Forcefully reiterating his Harper's article of last October, Bettelheim warned that women cannot rely on their husbands to relieve the boredom of "busy-work" in the woman's home role. He urged that a woman have "a challenging, stimulating intellectual life of her own" so that she does not come to blame her husband for the monotony of her life and the resulting feelings of dissatisfaction.
"I don't want to scare you," Bettelheim said, "but the most frequent complaint of educated married women is that 'my husband doesn't talk to me.'"
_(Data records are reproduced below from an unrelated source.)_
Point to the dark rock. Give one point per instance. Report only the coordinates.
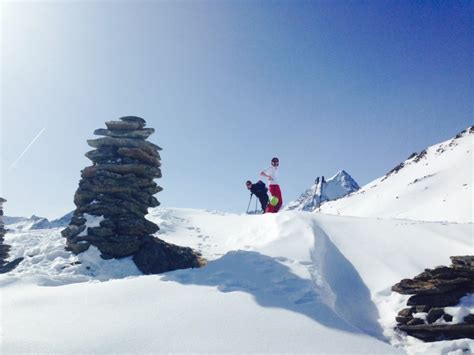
(136, 226)
(122, 142)
(136, 134)
(406, 312)
(140, 155)
(437, 300)
(433, 286)
(120, 248)
(9, 266)
(469, 319)
(72, 230)
(101, 231)
(416, 321)
(123, 126)
(77, 248)
(434, 289)
(422, 309)
(133, 119)
(466, 261)
(439, 332)
(434, 314)
(140, 170)
(156, 257)
(447, 317)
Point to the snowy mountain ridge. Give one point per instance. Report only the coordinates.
(321, 191)
(36, 222)
(433, 185)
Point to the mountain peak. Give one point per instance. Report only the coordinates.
(336, 187)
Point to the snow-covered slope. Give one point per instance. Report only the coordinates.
(36, 222)
(288, 282)
(433, 185)
(336, 187)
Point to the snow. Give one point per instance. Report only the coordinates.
(436, 186)
(336, 187)
(275, 283)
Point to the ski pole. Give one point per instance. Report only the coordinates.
(249, 203)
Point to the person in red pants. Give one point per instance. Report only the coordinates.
(272, 175)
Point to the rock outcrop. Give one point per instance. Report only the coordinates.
(432, 291)
(5, 266)
(113, 198)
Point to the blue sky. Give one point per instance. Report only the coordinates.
(323, 85)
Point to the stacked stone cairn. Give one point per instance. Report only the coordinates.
(5, 266)
(113, 198)
(432, 291)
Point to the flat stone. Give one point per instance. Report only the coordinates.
(72, 230)
(469, 319)
(141, 155)
(434, 314)
(77, 248)
(447, 317)
(437, 300)
(10, 265)
(123, 142)
(123, 126)
(416, 321)
(439, 332)
(140, 170)
(423, 308)
(101, 231)
(137, 134)
(133, 119)
(464, 261)
(432, 286)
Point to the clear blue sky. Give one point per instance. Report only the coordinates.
(324, 85)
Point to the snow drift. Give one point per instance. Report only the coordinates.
(289, 282)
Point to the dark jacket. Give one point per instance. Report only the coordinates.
(259, 189)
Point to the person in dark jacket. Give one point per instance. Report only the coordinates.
(260, 190)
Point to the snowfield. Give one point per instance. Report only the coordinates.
(434, 185)
(285, 283)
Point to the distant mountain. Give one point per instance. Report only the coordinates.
(36, 222)
(336, 187)
(432, 185)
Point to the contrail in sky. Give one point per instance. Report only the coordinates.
(27, 148)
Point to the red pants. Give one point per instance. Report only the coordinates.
(275, 191)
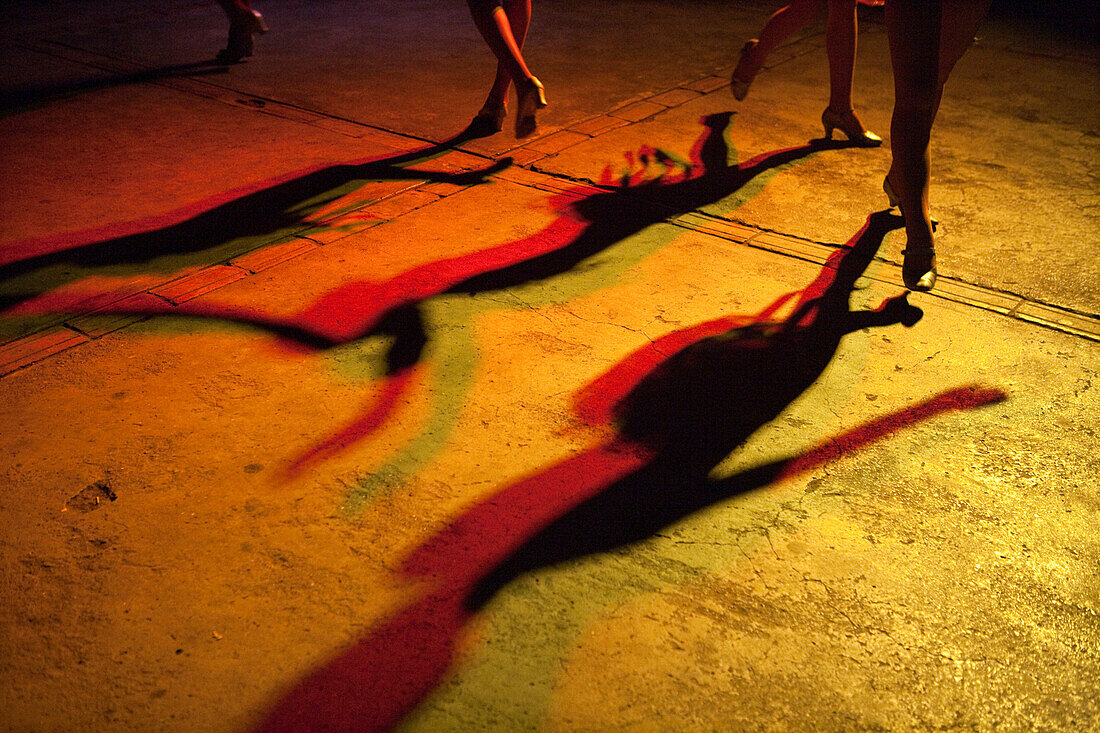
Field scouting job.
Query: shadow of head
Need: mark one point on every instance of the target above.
(708, 397)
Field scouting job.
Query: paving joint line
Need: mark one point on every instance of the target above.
(679, 219)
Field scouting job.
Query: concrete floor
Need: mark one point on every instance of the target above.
(317, 420)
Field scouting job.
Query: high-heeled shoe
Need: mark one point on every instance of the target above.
(849, 124)
(241, 33)
(919, 267)
(741, 78)
(488, 120)
(530, 97)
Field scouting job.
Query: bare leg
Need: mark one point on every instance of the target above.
(840, 33)
(496, 26)
(781, 25)
(913, 31)
(519, 19)
(926, 40)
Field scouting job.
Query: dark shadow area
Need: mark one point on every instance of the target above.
(700, 405)
(594, 219)
(674, 424)
(200, 229)
(13, 101)
(631, 206)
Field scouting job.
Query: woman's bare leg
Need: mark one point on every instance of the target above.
(926, 40)
(840, 32)
(913, 31)
(518, 13)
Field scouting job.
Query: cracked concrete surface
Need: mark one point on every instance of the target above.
(919, 565)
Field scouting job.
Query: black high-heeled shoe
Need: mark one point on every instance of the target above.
(741, 78)
(919, 269)
(530, 97)
(849, 124)
(241, 37)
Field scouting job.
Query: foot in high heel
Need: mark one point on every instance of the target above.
(919, 269)
(241, 32)
(849, 124)
(746, 70)
(530, 97)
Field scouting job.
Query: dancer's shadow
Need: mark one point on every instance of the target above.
(700, 405)
(634, 205)
(22, 99)
(675, 424)
(200, 233)
(592, 220)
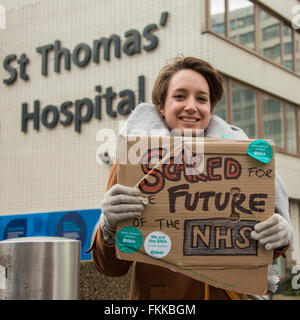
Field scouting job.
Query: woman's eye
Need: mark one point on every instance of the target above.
(202, 99)
(179, 96)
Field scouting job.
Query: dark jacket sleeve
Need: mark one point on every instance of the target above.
(103, 255)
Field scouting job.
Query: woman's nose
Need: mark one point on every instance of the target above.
(191, 106)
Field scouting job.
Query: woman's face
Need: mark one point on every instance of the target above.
(187, 104)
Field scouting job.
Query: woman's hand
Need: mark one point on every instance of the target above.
(273, 233)
(119, 203)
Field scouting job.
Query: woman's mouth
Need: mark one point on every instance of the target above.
(189, 119)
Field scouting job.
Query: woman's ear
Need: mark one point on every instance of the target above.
(161, 110)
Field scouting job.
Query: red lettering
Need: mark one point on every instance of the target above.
(232, 169)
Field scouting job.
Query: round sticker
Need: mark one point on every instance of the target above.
(260, 150)
(129, 239)
(157, 244)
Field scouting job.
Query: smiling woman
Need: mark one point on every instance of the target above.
(184, 96)
(187, 105)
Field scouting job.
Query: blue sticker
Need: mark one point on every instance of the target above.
(260, 150)
(129, 239)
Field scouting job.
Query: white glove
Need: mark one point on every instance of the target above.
(119, 203)
(273, 233)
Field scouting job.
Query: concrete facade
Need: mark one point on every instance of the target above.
(57, 169)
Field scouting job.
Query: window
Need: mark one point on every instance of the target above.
(244, 109)
(241, 28)
(221, 108)
(250, 24)
(217, 13)
(270, 44)
(298, 130)
(261, 115)
(291, 128)
(297, 44)
(273, 120)
(288, 48)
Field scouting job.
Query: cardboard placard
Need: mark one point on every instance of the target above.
(205, 196)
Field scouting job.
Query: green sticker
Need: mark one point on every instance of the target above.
(129, 239)
(260, 150)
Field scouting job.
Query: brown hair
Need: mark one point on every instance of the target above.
(213, 78)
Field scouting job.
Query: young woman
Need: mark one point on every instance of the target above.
(184, 96)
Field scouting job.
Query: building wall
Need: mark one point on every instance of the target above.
(57, 169)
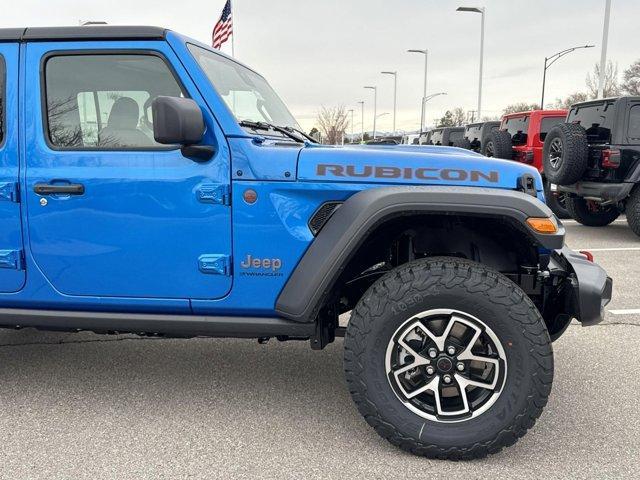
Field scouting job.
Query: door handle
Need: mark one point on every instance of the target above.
(59, 189)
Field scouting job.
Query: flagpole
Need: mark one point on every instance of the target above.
(233, 33)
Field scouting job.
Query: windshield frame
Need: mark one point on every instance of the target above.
(193, 48)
Bettelheim touched briefly on the problems created by the fact that men and women are now, in the post-Victorian period, highly conscious of their sexual relationships. "Each is terribly anxious to give the other complete satisfaction," Bettelheim said. "If the woman does not reach this goal, she worries that she is frigid; the man fears that he is not masculine enough for her to enjoy sex.
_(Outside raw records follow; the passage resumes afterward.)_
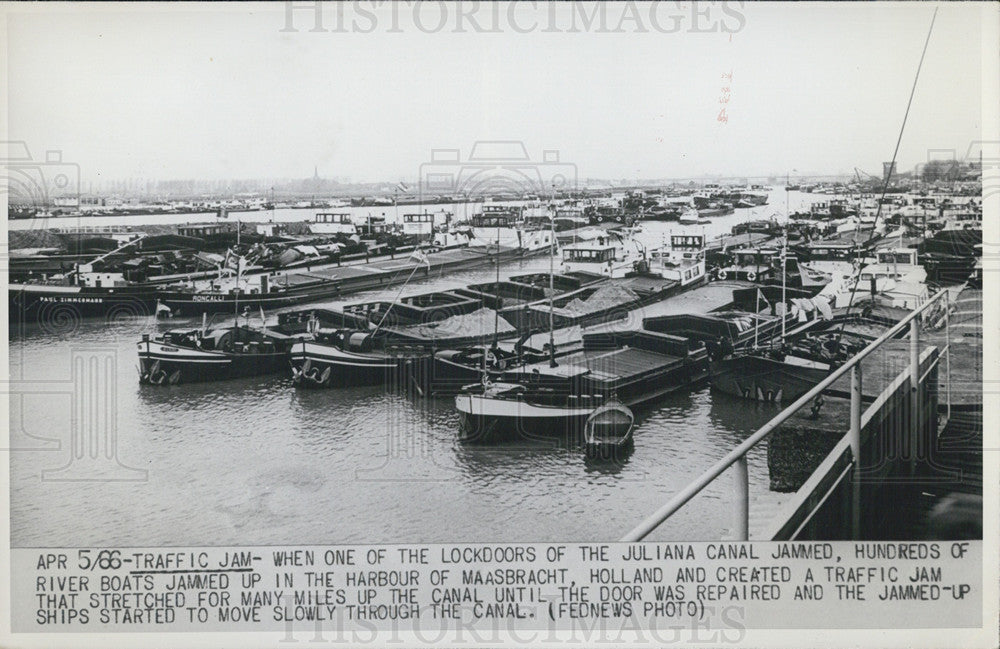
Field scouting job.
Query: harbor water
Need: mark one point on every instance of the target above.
(273, 463)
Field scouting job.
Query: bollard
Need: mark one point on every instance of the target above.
(855, 439)
(947, 344)
(741, 512)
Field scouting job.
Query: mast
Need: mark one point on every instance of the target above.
(784, 282)
(239, 270)
(552, 262)
(496, 292)
(892, 166)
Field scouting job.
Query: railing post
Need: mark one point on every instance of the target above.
(741, 513)
(855, 438)
(914, 428)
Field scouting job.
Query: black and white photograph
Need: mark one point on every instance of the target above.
(692, 287)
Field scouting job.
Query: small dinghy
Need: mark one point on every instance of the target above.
(609, 429)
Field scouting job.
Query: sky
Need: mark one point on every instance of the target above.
(252, 91)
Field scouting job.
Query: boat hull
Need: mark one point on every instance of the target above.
(764, 379)
(483, 420)
(164, 364)
(316, 365)
(489, 419)
(338, 284)
(44, 305)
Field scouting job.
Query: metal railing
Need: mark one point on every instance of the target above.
(738, 456)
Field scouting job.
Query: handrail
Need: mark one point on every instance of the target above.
(695, 487)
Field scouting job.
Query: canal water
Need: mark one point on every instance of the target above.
(256, 461)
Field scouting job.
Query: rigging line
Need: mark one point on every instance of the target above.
(892, 166)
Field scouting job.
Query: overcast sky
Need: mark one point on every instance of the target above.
(222, 92)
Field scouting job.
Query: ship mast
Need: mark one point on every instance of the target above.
(239, 270)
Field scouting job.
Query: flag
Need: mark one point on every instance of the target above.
(421, 257)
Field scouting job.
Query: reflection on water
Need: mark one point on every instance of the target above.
(254, 461)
"Sex thus becomes another area of competition, a contest to see who can make whom have the more satisfying sexual experience," Bettelheim concluded.
The second Lemann Lecture will take place this evening at 8 p.m. In the Radcliffe Graduate Center living room, at the corner of Ash and Brattle Streets. Mrs. Gerald A. Berlin will speak in place of Mrs. Endicott Peabody, as the fourth member of a panel discussing marriage.